For the MySQL web address, "localhost" was the correct answer in my case (again building a homegrown server). The same was true for the hosting too. That tripped me up at first and after 643 didn't attempts to make it work, the 644th was the one I entered all the correct info. With so many (not that many really) fields that need to be populated with the exactly correct info, more info would be nice. For example, had I know what the typical "standard" if you will, answers, the process of moving past that page would have gone from 20-30 minutes down to less than five.

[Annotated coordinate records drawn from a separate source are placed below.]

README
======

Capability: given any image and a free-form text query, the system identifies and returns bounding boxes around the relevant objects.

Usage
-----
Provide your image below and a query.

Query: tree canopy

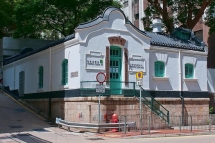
[0,0,121,39]
[143,0,215,33]
[0,0,15,38]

Once past that point, it was smooth sailing and I now I have a fully functional SuiteCRM running on a box in my home office waiting to go to my work office. One super huge disappointment (I know, Mr. Negative today, albeit I don't rant that often, so please give me a pass) is the theme for SuiteCRM 7.8.10 is the same as 7.8.x One of the motivators for moving back was thinking this one didn't have the SH**TY gray text on slightly lighter gray text along with the other attempts to turn the CRM system into more of an eye exam than a useful tool. If you're not sure what I mean because you haven't seen it yet, it's like you're in a club back in the 80s when smoking was allowed and you're trying to see, albeit there's that mix of dance smog from the DJ's fogger and people smoking that makes hard to see with clarity. Add in some small text and plenty of wasted space that requires otherwise useless scrolling and time consumption to locate information, and you have what appears to be an attempt to kill off the project entirely. Yes, it's that bad (worse really.)

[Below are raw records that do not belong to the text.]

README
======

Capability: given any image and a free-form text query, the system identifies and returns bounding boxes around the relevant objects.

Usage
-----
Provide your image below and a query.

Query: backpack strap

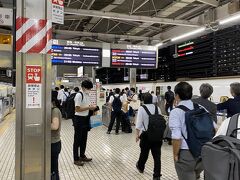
[155,105,158,115]
[142,105,148,131]
[63,92,68,97]
[142,105,152,116]
[226,114,239,136]
[193,103,199,109]
[79,91,84,102]
[176,105,190,112]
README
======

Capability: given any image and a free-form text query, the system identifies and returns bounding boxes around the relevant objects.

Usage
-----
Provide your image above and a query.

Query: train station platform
[0,113,203,180]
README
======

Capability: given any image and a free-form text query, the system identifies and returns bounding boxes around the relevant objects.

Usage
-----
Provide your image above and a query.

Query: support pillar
[130,68,137,89]
[15,0,52,180]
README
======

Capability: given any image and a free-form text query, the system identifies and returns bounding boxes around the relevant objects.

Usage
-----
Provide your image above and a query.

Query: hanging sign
[89,90,97,105]
[0,8,13,26]
[52,0,64,24]
[26,65,42,109]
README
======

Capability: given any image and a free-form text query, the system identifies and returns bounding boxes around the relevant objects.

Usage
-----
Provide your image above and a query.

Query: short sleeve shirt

That's on me though, I just took for granted it was a 7.9 SNAFU, and going back to 7.8.10 would be "stable," which in my mind also meant "useable," however, that's not the case. So, now I'm thinking of copying the theme, change the name to SuitePBob, and editing the CSS. There is a theme called SuitePImproved, albeit while it's a huge improvement, SuitePImproved has issues as well that I want to avoid. The makers of SuitePImproved appear to be well-intended and it's nice they're making it free for anyone to use, however, my confidence in their coding isn't as high as it needs to be for me to use it after trying it out and seeing my error log light up. Admittedly, the errors are small issues that involve more looks than function as far as I can tell, however, it doesn't matter, an attitude of attention to detail is key, and many of the low cost "code factories" just don't have an attention to detail required IMHO.

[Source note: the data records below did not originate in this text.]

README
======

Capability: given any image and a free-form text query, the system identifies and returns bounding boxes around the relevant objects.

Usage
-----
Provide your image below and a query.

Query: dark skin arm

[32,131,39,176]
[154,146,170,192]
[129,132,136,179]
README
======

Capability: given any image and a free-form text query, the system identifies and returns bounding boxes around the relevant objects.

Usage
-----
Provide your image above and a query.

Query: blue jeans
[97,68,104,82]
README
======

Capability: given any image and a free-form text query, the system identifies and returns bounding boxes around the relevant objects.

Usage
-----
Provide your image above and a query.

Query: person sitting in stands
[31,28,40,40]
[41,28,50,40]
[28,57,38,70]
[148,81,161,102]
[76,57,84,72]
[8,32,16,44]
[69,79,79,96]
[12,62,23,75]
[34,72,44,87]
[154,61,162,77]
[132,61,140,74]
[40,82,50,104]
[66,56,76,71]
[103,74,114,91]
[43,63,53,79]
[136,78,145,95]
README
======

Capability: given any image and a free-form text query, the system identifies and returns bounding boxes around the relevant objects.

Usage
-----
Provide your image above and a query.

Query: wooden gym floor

The size of the system is obviously small because there's no records, albeit the responsiveness of the page loadings as I click through is very fast. I might create another exact setup and compare my box against the virtual hosting site I use and see what the difference is. I don't intend to perform a speed test that uses anything beyond my own personal observations, albeit it would be interesting to see. I can almost already tell this box will be faster (as it should be), and that will either confirm or not my thoughts that the CRM is better to be in house from a user experience, or at least in an environment that is faster than my current click and (almost sorta kinda) wait for the next page.
To that end, I'm going to investigate adding a 6GB/Sec hard drive add-on card to the system. I was already thinking of getting one for my Z800 that I use for my desktop thinking 3GB/sec is likely a bottleneck in performance relative to the rest of the system.